Industry responds to CCC’s Fourth Carbon Budget review

The majority of cross-sector businesses and organisations have backed the Committee on Climate Change's (CCC) review of the Fourth Carbon Budget, which concludes there is no basis to change the budget.


Following an initial assessment in November, the CCC today confirmed that there have been no changes to global science and policy that would justify a loosening of the UK’s fourth carbon budget, covering 2023-2027, which was set in June 2011.

The CCC’s conclusion has received strong support from UK industry, with the majority agreeing that keeping the current budget will insure against the increased costs and risks of climate-related damage and rising energy bills that would result from an alternative approach of reducing and delaying action.

Chairman of business alliance Aldersgate group Peter Young said: “The only reasonable course of action is for the Government to fully accept the recommendations, as the evidence clearly states that the core objectives remain unchanged for 2023-2027.

“This will provide businesses with vital confidence to invest now, delivering the optimum trajectory for decarbonising the economy and meeting the statutory targets set by the Climate Change Act,” he added.

The review finds that a strategy of reducing emissions through the 2020s could save more than £100bn, and the competitive risks of industry ‘off shoring’ in response to rising electricity prices are mitigated under current Government policies, which exempt electricity intensive companies from costs of power sector decarbonisation.

Young added: “If this budget review is endorsed without delay, it will underpin future growth from the low carbon sector which generated a trade surplus of £5.2bn last year. We wholeheartedly support the Committee’s conclusions and the opportunity this report provides to deliver the certainty essential for sustainable growth of the whole economy.”

Offering a construction industry perspective, the UK Green Building Council (UK GBC) responded to the review by calling for the Government to “stick to the targets it has set”.

UK GBC chief executive Paul King said: “Not only is this vital to ensure leadership on the international stage, but it’s essential to provide business with the confidence it needs to invest in a low carbon future. Nowhere is this more evident than the construction and property sector, which offers by far the most cost effective carbon cutting potential of any sector of the economy, yet has been plagued by Government constantly moving the goalposts on key policies”.

However, director of policy at EEF, the manufacturers’ organisation, Steve Radley, held a different standpoint, saying that industry as a whole will be “deeply concerned that the Committee on Climate Change is advising that the UK remains on a unilateral trajectory towards a 50% reduction in emissions”.

“With other EU members showing little appetite to match our ambitions, this will continue to push electricity prices above our competitors and risks pushing investment abroad,” said Radley.

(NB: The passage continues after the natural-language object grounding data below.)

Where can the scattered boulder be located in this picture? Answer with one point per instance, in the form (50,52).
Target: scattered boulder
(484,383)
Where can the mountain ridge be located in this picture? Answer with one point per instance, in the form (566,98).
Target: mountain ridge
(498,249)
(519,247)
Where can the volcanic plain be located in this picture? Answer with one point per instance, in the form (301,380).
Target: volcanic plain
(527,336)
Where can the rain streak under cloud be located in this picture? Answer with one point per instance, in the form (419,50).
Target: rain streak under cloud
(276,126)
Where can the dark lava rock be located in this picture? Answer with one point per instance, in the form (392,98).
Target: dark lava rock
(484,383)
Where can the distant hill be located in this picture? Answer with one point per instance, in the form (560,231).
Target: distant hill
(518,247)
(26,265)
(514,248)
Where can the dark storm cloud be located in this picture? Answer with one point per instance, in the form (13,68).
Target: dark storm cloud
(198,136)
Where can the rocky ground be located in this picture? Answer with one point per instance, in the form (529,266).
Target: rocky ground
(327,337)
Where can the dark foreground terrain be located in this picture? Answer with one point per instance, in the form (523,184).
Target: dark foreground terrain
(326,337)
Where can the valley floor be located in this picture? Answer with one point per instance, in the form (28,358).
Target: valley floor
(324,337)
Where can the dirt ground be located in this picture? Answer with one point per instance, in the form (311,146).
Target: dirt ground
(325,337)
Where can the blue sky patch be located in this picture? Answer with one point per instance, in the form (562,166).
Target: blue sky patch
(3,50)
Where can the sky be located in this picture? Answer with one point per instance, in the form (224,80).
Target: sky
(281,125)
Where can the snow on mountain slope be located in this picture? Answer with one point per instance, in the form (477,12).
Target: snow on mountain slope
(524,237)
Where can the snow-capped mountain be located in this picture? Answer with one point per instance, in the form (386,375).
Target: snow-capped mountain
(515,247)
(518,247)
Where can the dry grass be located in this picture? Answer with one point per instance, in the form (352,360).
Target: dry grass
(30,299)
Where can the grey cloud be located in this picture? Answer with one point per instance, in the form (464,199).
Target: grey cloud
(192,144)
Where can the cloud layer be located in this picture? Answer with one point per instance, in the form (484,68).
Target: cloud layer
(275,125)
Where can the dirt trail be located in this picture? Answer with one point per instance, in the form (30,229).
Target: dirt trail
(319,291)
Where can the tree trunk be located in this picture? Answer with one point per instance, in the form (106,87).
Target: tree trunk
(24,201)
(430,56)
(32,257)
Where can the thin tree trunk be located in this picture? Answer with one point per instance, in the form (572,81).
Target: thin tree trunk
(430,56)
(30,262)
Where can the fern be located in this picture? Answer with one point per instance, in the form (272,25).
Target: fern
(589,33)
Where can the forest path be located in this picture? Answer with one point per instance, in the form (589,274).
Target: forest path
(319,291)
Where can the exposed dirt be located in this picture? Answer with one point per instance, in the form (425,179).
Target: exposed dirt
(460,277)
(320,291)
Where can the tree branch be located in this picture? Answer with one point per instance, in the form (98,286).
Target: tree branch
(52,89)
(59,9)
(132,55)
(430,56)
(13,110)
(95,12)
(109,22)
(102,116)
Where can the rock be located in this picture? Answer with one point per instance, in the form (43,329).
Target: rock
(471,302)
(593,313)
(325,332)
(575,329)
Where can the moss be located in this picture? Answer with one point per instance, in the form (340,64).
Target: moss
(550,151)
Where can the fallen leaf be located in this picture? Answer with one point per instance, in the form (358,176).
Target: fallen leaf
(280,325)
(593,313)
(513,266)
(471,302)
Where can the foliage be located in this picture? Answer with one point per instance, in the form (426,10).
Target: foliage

“This move will do nothing to reduce EU or global emissions or strengthen our claims to global leadership. By signing up to cost increases that are out of line with our competition, the committee risks weakening our manufacturing base and undermining its policy of ‘leading by example’,” he added.

Radley called for the Government to demonstrate its understanding of the “competitiveness issues at stake” by undertaking a “hard-edged review” of the Committee’s evidence.